Crisi Catalogna: Madrid apre a banche e imprese in fuga

06 ottobre 2017 ore 17:54, Luca Lippi
Il piano B per contrastare la scissione della Catalogna dal resto del Paese è già pronto. Tralasciando, al momento le ripercussioni di carattere politico. Dopo la dichiarazione di indipendenza chiesta ai catalani attraverso l’esercizio di una consultazione anticostituzionale e palesemente vietata, e per tempo, dal governo centrale, ora a muoversi è lo scacchiere economico e industriale. La scissione della Spagna sarebbe qualcosa di devastante, tuttavia tutto è possibile. Le posizioni del parlamento catalano si sarebbero ammorbidite. Ora non si parla più di referendum ma di trattativa. Alle minacce del governo spagnolo Puigdemont ha risposto con un richiamo a toni meno minacciosi.
Crisi Catalogna: Madrid apre a banche e imprese in fuga
In concreto, però c’è la questione di un tessuto sociale ed economico catalano che non condivide gli ideali degli scissionisti. Inoltre le banche e le aziende in generale fanno una valutazione economica degli eventuali danni senza entrare nell’agone politico.
A tale proposito questa mattina il governo centrale ha approvato un decreto che agevola il trasferimento delle sedi sociali delle imprese dalla Catalogna alla Spagna: lo ha annunciato il ministro dell’Economia Luis de Guindos. Il decreto è diretta conseguenza di quanto ribadito dalla Ue che si era espressa nei giorni appena dopo il referendum sull’impossibilità della Catalogna di rimanere nella Ue dopo una secessione. 

LE BANCHE
Giovedì il Banco Sabadell ha confermato di aver già spostato la sede sociale ad Alicante e CaixaBank ha dichiarato che il Cda valuterà il trasloco da Barcellona. Ovviamente le istituzioni creditizie sono le prime a dover prendere le distanze anche perché particolarmente sensibili a ogni mutazione. Con l’uscita non programmata dalla Ue i primi a farne le spese sono gli ndustriali che a caduta andrebbero a criticizzare immediatamente le posizioni creditizie in essere presso le banche creditrici. Il danno improvviso e immediato al sistema sarebbe devastante. Le banche non producono nulla, il loro reddito emerge esclusivamente dall’impiego di denaro.
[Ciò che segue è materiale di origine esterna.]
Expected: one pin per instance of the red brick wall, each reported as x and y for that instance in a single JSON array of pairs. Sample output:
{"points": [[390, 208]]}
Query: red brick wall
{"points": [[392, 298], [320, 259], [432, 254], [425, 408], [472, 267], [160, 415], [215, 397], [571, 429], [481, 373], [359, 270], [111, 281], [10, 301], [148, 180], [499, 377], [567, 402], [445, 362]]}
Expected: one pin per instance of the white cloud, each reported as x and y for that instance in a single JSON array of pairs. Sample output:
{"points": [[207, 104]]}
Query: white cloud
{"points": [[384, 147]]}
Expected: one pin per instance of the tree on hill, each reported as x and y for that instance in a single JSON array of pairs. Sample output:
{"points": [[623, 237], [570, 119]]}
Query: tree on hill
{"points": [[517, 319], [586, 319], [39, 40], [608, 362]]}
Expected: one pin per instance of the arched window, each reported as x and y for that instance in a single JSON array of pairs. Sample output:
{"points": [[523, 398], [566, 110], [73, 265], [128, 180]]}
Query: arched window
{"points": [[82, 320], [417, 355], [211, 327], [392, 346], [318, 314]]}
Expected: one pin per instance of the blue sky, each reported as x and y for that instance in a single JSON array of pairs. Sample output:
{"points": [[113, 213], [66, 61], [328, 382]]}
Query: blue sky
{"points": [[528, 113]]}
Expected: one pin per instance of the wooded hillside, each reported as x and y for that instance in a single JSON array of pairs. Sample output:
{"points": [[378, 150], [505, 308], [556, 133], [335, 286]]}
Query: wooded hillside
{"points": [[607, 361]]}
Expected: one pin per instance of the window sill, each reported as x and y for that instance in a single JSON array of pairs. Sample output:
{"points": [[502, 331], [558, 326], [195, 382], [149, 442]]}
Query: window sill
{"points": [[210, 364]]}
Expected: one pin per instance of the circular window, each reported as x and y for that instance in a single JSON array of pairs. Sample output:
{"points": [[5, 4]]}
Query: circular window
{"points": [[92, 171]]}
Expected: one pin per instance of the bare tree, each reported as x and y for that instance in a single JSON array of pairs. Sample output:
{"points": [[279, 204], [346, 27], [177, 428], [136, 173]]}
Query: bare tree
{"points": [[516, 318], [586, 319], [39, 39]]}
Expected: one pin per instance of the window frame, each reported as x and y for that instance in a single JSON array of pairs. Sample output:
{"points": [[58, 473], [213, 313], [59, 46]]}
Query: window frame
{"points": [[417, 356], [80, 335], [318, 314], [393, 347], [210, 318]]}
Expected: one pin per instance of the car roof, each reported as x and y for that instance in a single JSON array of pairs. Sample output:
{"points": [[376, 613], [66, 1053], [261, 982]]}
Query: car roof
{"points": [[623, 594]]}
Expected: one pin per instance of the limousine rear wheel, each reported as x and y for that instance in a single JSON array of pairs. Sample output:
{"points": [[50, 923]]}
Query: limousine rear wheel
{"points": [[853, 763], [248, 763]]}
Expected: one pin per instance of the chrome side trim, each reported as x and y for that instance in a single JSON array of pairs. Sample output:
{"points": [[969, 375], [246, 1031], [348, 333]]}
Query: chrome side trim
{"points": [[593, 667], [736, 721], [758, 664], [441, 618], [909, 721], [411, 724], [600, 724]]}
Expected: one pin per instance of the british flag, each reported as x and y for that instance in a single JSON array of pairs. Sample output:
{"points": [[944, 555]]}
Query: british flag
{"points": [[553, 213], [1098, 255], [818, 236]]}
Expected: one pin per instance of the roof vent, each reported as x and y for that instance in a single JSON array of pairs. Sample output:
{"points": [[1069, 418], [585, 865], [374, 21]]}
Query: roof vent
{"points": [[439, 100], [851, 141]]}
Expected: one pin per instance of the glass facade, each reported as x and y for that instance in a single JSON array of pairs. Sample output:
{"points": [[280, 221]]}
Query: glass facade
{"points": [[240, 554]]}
Ogni ripercussione sarebbe fulminea.

LE IMPRESE 
Anche per quanto riguarda le imprese, allo scopo di non rimanere ingabbiate dietro una chiusura improvvisa dei canali commerciali, si fa urgente provvedere a trasferire le sedi operative fuori dall’area geografica potenzialmente in pericolo di isolamento. A tale proposito stamattina El Pais ha dato notizia che la multinazionale Gas Natural Fenosa ha convocato un consiglio d'amministrazione straordinario per discutere il trasferimento della sede legale fuori dalla Catalogna. Il governo dunque ha deciso di agevolare i trasferimenti di tutte le aziende con un decreto che allenta la prassi burocratica di trasferimento delle sedi operative delle aziende che ritengono urgente abbandonare il territorio catalano.

L'ALLARME DEL FMI
Il Fondo Monetario Internazionale ha lanciato l’allarme: secondo l’esperto economista del Fmi di istanza in Spagna, Andrea Shaechter, se la crisi con Madrid perdurerà, i rischi sono seri. Ha dichiarato l’economista: "Le prospettive attuali per il Paese sono positive. Ma nel caso in cui si prolungassero, le tensioni politiche in Catalogna potrebbero minare la fiducia negli investimenti e nei consumi".